If you were to look in your kitchen or bathroom cabinet, the chances are you’d find some unused medicine. Maybe you recovered from surgery more quickly than you expected, and didn’t take all the strong painkillers your doctor prescribed. Or perhaps you took a medicine so long ago that it’s expired, the cardboard packaging is disintegrating, and you can’t be certain what it was for in the first place. What now?
Stockpiling medicines at home can be risky, not just for you but for your family and pets. And disposing of them in the garbage or down the toilet carries risks too.
Our new research, published in the Australian Health Review, shows that both practices are common. And few people know how to safely dispose of unwanted or expired medicines.
How big is the problem?
Pharmacists dispensed 208 million government-subsidised prescriptions in the 2015-16 financial year. And in a 2015 national survey, eight out of ten adults said they had used at least one non-prescription medicine in the previous month.
Our research showed that almost two out of three people (60%) surveyed said they had unwanted medicines at home, and one-third (33%) of these medicines had expired.
Medicine can be unused or left over for a number of reasons.
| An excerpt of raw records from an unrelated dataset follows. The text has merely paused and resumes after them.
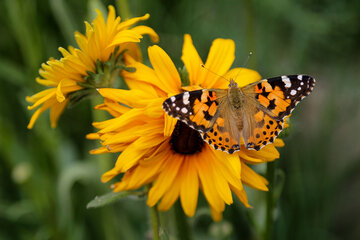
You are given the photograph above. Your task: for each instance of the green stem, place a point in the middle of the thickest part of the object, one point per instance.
(183, 228)
(270, 175)
(155, 222)
(123, 8)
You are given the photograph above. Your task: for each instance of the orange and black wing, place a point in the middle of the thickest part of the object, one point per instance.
(274, 98)
(198, 109)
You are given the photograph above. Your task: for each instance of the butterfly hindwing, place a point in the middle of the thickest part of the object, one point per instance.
(198, 109)
(254, 113)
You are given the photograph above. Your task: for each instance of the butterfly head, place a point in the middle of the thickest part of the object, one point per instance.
(232, 84)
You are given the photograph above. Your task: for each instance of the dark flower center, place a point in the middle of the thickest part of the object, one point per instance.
(185, 140)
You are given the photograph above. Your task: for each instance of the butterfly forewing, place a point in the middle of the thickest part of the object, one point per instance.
(275, 99)
(198, 109)
(280, 95)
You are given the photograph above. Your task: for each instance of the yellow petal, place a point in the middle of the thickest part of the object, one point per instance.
(134, 152)
(56, 111)
(189, 186)
(220, 182)
(142, 30)
(125, 36)
(132, 21)
(132, 98)
(207, 183)
(50, 94)
(192, 61)
(165, 179)
(216, 216)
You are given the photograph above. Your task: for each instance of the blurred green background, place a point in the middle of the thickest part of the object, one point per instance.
(47, 175)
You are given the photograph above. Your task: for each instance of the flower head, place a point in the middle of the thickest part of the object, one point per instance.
(166, 153)
(95, 64)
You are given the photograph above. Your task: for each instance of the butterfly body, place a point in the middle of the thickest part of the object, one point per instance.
(252, 115)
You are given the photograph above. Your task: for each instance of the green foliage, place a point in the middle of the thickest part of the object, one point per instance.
(47, 176)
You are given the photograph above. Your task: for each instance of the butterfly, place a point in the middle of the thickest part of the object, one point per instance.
(254, 113)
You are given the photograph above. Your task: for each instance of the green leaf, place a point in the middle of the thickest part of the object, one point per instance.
(100, 201)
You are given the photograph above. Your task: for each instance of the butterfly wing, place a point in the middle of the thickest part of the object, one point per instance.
(273, 99)
(225, 134)
(198, 109)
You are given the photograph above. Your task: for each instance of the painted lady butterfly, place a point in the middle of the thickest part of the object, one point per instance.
(254, 113)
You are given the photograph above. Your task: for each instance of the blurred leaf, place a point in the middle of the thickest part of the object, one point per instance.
(100, 201)
(12, 72)
(64, 19)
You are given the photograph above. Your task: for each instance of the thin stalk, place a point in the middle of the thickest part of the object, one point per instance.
(270, 175)
(182, 226)
(155, 222)
(123, 8)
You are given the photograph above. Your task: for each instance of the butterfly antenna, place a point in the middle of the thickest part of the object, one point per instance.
(203, 66)
(244, 64)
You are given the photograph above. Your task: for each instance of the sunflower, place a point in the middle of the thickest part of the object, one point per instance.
(166, 154)
(96, 62)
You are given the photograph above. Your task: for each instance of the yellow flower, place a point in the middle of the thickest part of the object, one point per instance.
(166, 153)
(85, 68)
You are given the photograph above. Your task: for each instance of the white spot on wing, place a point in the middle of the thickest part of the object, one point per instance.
(186, 98)
(286, 81)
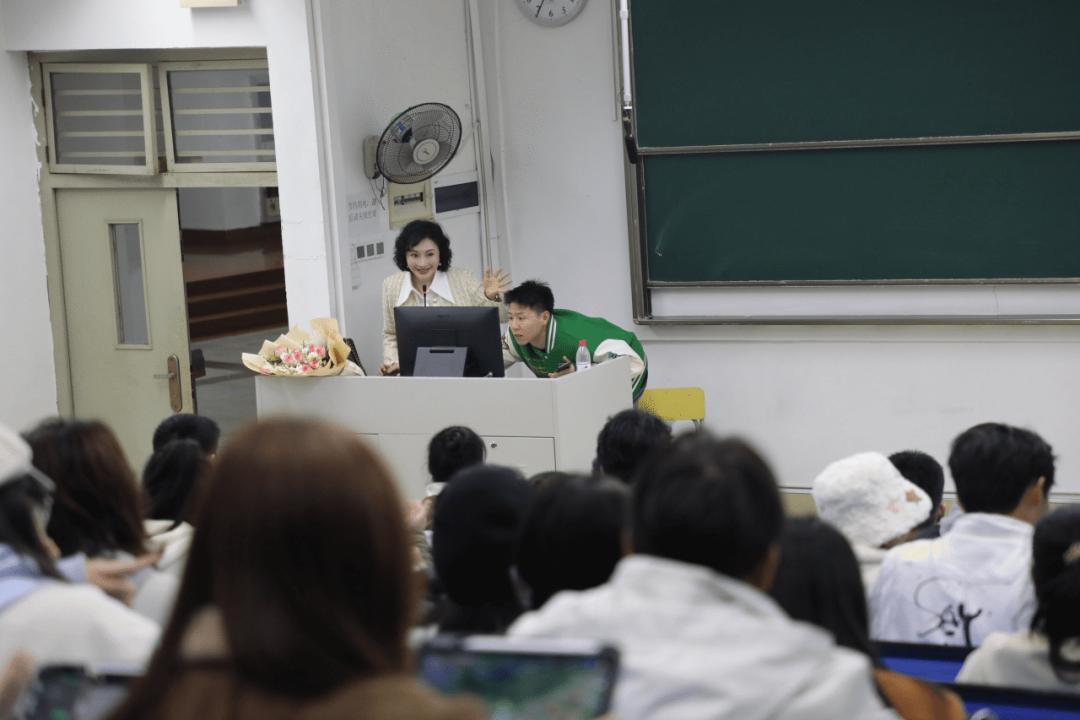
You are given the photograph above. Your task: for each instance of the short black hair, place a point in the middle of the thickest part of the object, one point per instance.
(707, 501)
(1055, 573)
(173, 480)
(416, 232)
(451, 449)
(197, 428)
(993, 464)
(571, 538)
(819, 582)
(923, 471)
(626, 438)
(531, 294)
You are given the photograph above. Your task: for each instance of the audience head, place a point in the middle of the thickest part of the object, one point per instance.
(710, 502)
(625, 439)
(301, 548)
(927, 473)
(1003, 470)
(867, 499)
(1055, 571)
(529, 307)
(477, 518)
(25, 503)
(97, 508)
(416, 232)
(172, 480)
(184, 426)
(572, 535)
(819, 582)
(451, 449)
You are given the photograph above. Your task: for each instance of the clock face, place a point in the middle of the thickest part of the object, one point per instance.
(551, 13)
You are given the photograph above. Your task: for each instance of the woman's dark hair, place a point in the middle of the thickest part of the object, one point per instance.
(994, 464)
(625, 439)
(173, 479)
(301, 546)
(1055, 571)
(706, 501)
(97, 507)
(19, 499)
(476, 521)
(451, 449)
(572, 535)
(819, 582)
(184, 425)
(416, 232)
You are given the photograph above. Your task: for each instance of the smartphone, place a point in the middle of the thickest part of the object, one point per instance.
(524, 678)
(72, 692)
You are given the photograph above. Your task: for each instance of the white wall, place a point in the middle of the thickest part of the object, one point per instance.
(28, 384)
(379, 58)
(219, 208)
(805, 394)
(281, 26)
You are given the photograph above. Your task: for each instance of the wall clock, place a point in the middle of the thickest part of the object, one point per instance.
(551, 13)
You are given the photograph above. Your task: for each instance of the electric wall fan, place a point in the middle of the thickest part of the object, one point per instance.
(416, 145)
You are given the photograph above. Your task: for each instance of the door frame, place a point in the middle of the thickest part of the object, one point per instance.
(50, 184)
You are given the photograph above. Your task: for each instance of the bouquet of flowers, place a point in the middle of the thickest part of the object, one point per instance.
(320, 353)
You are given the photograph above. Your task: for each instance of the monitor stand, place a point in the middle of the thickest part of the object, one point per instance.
(440, 363)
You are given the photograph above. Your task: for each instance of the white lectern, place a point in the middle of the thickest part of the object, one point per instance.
(530, 423)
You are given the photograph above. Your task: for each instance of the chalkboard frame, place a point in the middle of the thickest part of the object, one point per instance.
(634, 176)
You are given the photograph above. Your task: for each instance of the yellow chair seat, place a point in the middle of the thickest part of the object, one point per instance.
(674, 404)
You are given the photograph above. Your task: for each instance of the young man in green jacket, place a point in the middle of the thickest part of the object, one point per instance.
(547, 339)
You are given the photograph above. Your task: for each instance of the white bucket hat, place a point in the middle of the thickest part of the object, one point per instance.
(867, 499)
(16, 460)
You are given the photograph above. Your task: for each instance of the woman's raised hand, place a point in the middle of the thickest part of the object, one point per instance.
(495, 283)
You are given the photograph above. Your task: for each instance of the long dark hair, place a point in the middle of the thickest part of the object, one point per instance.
(1055, 571)
(819, 582)
(19, 499)
(173, 480)
(301, 545)
(97, 508)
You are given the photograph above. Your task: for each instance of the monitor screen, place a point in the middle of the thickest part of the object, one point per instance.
(524, 679)
(474, 328)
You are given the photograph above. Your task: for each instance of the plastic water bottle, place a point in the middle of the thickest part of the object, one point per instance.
(583, 361)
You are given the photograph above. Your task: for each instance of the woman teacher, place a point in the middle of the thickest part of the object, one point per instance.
(422, 253)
Perhaps we decide not to take what our doctor prescribed, or we feel better so we think we no longer need it, or the doctor changes our medicine and prescribes something else.
Keeping medicines to use for reoccurring conditions, like migraines, is appropriate. But keeping antibiotics to use for a different infection can lead to treatment failure if those antibiotics do not target the new infection. When we use antibiotics incorrectly, bacteria can also change to become more resistant to treatment.
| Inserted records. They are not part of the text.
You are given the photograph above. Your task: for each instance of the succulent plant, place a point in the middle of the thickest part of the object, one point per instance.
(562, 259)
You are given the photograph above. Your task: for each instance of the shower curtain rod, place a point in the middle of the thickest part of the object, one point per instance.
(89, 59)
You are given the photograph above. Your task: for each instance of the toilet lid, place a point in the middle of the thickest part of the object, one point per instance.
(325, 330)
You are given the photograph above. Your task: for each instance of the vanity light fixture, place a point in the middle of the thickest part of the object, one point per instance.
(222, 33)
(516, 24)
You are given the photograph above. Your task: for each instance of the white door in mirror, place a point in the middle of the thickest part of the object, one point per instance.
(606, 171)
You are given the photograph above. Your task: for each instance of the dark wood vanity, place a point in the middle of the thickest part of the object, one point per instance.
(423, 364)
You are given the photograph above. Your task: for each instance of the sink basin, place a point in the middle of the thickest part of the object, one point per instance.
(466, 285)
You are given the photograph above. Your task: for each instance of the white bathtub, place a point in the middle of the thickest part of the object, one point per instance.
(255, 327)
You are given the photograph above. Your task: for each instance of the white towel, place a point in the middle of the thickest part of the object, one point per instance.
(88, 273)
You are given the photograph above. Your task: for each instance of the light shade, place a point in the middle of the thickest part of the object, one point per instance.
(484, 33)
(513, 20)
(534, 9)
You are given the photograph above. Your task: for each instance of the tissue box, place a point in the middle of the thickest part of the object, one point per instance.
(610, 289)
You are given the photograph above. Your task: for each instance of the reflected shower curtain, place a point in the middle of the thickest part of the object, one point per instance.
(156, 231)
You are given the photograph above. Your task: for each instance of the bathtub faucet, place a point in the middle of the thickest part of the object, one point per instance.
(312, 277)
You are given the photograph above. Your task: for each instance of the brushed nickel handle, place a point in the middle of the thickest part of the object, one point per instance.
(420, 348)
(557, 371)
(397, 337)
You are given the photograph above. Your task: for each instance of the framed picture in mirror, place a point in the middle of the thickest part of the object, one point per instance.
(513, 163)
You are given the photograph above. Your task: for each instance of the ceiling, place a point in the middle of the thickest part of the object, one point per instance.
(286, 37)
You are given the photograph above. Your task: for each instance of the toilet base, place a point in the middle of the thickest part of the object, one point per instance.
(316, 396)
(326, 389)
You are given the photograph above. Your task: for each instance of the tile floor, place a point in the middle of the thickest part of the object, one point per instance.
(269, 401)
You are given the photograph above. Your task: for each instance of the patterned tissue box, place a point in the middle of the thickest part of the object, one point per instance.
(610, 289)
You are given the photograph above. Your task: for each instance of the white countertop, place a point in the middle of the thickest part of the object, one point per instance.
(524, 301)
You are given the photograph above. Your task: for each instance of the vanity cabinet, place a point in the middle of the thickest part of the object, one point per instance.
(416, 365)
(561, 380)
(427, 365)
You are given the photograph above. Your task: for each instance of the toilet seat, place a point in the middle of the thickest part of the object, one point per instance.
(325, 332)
Stockpiling medicines at home can also be a safety problem. Children or pets can accidentally eat or drink them, older people can become confused about which ones to take, and medicines can lose their effectiveness or become toxic after their expiry date.
Then there are security issues such as theft. This is particularly relevant for opioid medicines (strong pain relievers like codeine) prescribed after surgery, which can be sold on the black market.
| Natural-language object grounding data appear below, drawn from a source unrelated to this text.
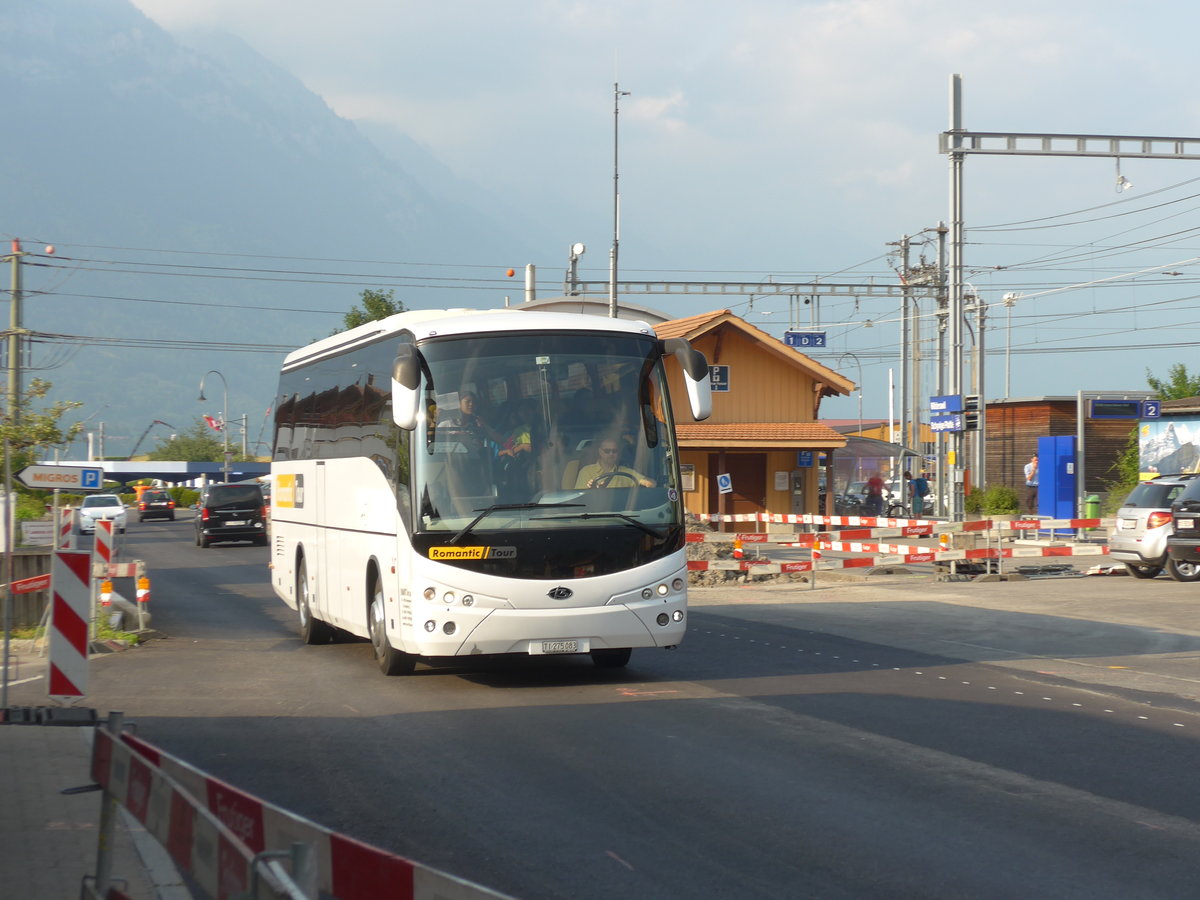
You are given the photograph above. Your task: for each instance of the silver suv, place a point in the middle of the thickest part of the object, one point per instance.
(1143, 526)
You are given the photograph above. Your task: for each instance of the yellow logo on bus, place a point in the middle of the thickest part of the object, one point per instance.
(289, 491)
(473, 552)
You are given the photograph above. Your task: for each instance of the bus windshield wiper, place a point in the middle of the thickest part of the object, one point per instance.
(501, 508)
(631, 520)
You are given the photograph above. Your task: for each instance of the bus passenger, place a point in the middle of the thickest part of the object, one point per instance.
(606, 471)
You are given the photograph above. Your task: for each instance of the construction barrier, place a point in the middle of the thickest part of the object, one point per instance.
(70, 612)
(65, 528)
(234, 844)
(864, 538)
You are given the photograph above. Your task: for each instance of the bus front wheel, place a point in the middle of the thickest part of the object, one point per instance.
(390, 660)
(312, 630)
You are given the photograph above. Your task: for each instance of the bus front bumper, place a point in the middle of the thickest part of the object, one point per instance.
(442, 631)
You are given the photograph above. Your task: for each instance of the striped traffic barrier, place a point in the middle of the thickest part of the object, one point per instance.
(102, 547)
(220, 835)
(70, 609)
(65, 528)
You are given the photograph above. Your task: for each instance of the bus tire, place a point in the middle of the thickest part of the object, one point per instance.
(312, 630)
(611, 658)
(390, 660)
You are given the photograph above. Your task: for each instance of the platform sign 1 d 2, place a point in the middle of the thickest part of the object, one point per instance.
(804, 339)
(61, 478)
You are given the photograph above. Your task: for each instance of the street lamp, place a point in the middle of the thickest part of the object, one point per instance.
(1009, 301)
(859, 387)
(225, 414)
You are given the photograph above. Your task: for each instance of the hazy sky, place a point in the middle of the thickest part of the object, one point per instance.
(786, 141)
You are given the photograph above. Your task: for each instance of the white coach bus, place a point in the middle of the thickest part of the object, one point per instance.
(461, 483)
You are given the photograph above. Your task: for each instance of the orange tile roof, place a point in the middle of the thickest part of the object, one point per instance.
(695, 325)
(760, 433)
(682, 328)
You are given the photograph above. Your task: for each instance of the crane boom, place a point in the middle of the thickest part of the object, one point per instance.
(156, 421)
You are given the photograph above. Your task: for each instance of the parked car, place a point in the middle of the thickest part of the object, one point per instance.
(1144, 526)
(893, 495)
(156, 504)
(101, 507)
(1183, 543)
(231, 513)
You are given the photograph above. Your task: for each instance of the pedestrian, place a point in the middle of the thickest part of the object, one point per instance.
(917, 490)
(1031, 485)
(875, 496)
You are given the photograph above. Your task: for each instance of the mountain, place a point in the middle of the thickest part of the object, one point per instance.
(172, 179)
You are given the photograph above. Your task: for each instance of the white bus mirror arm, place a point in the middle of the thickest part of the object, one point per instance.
(406, 396)
(695, 375)
(700, 395)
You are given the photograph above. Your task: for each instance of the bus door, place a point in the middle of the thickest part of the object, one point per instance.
(325, 585)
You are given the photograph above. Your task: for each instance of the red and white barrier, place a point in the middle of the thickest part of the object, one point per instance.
(70, 611)
(102, 547)
(65, 529)
(213, 831)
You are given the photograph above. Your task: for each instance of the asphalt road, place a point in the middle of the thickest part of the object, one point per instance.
(883, 739)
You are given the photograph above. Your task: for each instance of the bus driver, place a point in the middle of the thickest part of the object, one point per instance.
(605, 471)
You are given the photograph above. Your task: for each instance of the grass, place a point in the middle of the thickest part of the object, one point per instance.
(103, 633)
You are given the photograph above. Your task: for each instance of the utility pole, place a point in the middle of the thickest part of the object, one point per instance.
(958, 142)
(617, 94)
(15, 334)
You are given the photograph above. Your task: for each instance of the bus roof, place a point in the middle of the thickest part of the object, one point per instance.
(427, 323)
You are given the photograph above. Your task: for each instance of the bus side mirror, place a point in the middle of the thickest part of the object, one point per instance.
(406, 378)
(695, 376)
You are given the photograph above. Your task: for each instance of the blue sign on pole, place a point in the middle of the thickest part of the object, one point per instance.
(804, 339)
(949, 403)
(946, 423)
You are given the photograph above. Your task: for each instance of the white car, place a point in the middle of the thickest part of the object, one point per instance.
(107, 507)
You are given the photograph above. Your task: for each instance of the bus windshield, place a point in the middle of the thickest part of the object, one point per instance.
(544, 431)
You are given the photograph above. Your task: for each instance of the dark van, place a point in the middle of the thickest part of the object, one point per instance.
(231, 513)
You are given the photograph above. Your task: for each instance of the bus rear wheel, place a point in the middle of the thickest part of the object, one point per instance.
(390, 660)
(312, 630)
(611, 659)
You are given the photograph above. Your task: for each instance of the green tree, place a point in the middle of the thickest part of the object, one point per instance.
(1177, 385)
(34, 429)
(201, 443)
(31, 430)
(376, 305)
One recent US study found that most opioids prescribed after surgery were unused, and not stored or disposed of safely.
A nation of hoarders
To find out what people do with their unused medicines, we surveyed more than 4,300 Australians.
Most people (75%) said they kept medicines in case they needed them in the future. Other reasons included not wanting to waste money, not knowing how to dispose of them, intending to give them to family and friends, or forgetting the medicines were there.